Hart was originally a portrait and panorama painter.  In 1857 he turned to photography and by 1863 he was in California in La Porte (now Plumas Co.) plying his new trade.   In 1865 he became the official photographer of the CPRR.  His initial photographs were used as public relations and to help bond sales, which was how the CPRR got paid for miles of track laid.

Many of Hart’s first photographs, and later ones not chosen by the CPRR, were sold by Lawrence and Houseworth.  Most of the negatives were retained by the CPRR which later allowed others to reprint them.  Hence many of Alfred Hart’s scenes have others’ names on them. In particular, Carleton Watkins republished many Hart photos as his own.  The CPRR retained rights to the negatives although they were never copyrighted. In 1906 they were all destroyed in San Francisco.
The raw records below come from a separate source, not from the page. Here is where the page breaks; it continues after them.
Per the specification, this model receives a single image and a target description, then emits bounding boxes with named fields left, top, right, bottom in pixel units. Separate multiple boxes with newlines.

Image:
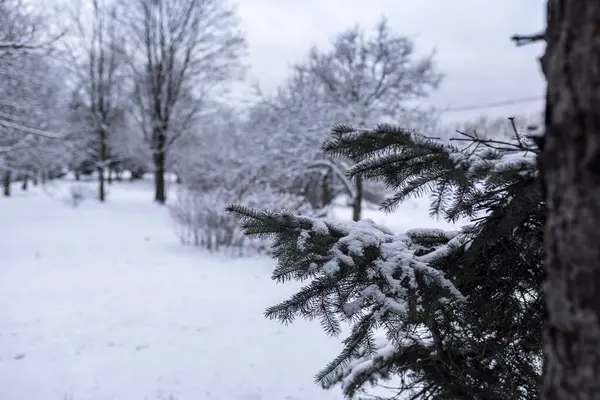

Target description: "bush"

left=169, top=187, right=314, bottom=256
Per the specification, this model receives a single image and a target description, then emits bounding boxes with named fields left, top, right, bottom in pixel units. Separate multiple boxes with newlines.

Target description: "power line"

left=442, top=96, right=544, bottom=113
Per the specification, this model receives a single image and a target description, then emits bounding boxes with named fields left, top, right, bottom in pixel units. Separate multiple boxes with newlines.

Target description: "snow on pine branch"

left=228, top=205, right=462, bottom=326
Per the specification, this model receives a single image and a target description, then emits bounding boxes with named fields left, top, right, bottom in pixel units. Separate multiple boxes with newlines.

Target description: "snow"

left=0, top=182, right=342, bottom=400
left=0, top=181, right=456, bottom=400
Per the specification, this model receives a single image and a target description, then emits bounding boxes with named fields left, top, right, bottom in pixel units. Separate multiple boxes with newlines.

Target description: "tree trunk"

left=321, top=174, right=333, bottom=207
left=2, top=170, right=12, bottom=197
left=98, top=129, right=108, bottom=203
left=352, top=177, right=363, bottom=221
left=540, top=0, right=600, bottom=400
left=154, top=133, right=167, bottom=204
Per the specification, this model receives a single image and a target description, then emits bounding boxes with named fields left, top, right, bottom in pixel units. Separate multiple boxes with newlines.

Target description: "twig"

left=510, top=32, right=546, bottom=47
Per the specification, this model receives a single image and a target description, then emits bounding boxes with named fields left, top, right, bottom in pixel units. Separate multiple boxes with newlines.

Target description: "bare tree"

left=63, top=0, right=127, bottom=202
left=296, top=18, right=442, bottom=220
left=0, top=0, right=66, bottom=196
left=532, top=0, right=600, bottom=400
left=127, top=0, right=246, bottom=204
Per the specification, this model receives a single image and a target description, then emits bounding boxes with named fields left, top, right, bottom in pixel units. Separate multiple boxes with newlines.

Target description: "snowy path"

left=0, top=183, right=341, bottom=400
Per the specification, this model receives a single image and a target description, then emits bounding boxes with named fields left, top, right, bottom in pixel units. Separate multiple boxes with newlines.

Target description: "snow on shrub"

left=169, top=187, right=314, bottom=256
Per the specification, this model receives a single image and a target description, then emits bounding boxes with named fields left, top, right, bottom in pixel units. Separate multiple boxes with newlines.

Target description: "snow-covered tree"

After working for the CPRR, Hart became an author, inventor, photographic materials supplier, and painter.  In 1872 he was back in California being presented with the gold medal in portraiture at the State Fair.  In 1874 he was in New York selling photographic materials.  In 1880 he was again back in California doing portraits and landscapes, In 1881 he was in New York patenting an invention and working as an artist.  In 1907 he came back to California to Alameda and he died there in 1908 at age 92.  His body was donated to U.C. Berkeley for dissection.
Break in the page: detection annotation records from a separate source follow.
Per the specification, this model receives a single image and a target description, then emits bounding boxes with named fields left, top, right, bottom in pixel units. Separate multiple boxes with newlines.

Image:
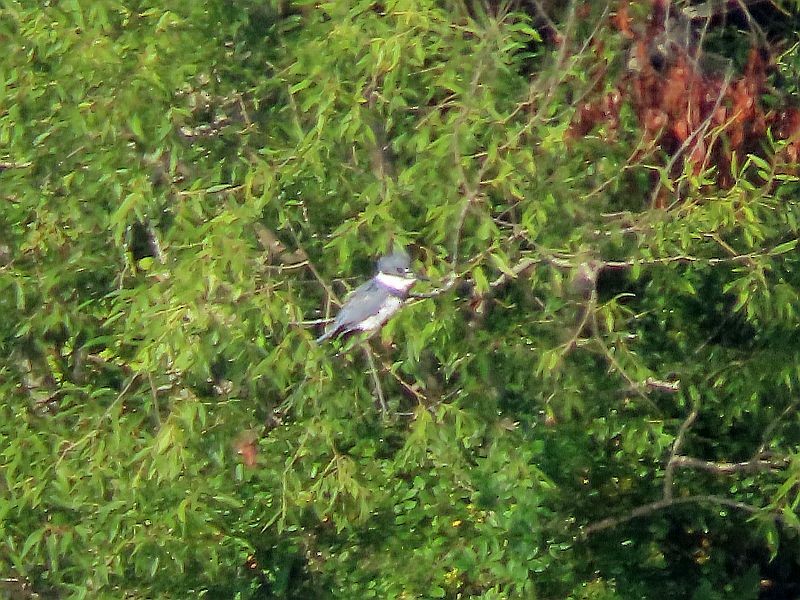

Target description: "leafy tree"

left=0, top=0, right=800, bottom=599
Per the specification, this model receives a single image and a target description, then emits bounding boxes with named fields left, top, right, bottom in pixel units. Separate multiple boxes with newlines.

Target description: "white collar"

left=375, top=273, right=417, bottom=292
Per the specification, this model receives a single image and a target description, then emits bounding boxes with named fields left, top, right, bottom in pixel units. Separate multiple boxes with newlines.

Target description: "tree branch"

left=577, top=494, right=800, bottom=539
left=664, top=404, right=700, bottom=500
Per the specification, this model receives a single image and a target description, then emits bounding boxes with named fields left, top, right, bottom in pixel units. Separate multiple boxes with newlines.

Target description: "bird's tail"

left=314, top=328, right=336, bottom=344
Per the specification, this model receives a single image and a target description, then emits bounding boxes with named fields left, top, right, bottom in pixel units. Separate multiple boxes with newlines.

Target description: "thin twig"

left=363, top=342, right=388, bottom=415
left=664, top=405, right=700, bottom=500
left=670, top=456, right=789, bottom=475
left=578, top=494, right=800, bottom=539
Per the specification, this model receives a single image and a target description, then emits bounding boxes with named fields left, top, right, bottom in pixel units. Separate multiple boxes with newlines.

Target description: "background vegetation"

left=0, top=0, right=800, bottom=599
In addition to the photographs the book also has some history of the railroad, two indices of photographs sorted by number and distance from Sacramento, an article about Alfred A. Hart giving some more background, information about cameras and film processing, and some pages from his book, A Traveler’s Own Book.

The Railroad Photographs… is available on the internet.

Be sure to see our Then/Now web pages.  Art Clark has spent a lot of time with A.A. Hart’s photographs, developing many Then & Now’s that morph from the original Hart scenes to the save views today, and back.

Alfred A. Hart the Artist
Unless you are a railroad aficionado or an historian you have probably never heard of A.A. Hart.  He is unknown beside many other 19th century photographers like Muybridge, Brady, or Russell.  He is also unknown beside modern photographic artists too like Ansel Adams.  That’s a shame because Hart’s subjects and eye for composition and detail have left a remarkable body of work.  His contemporaries also valued his photographic work.  He received first prize at the California State Fair in 1869 for the best uncoloured [sic] photograph and it was his photographs, exhibited by Lawrence and Houseworth, that won the bronze medal at the Paris Exhibition of 1867.  This was the first international recognition of Western landscape photography (pg 73 “Alfred Hart: Photographer of the Central Pacific Railroad” by Glenn G. Willumson).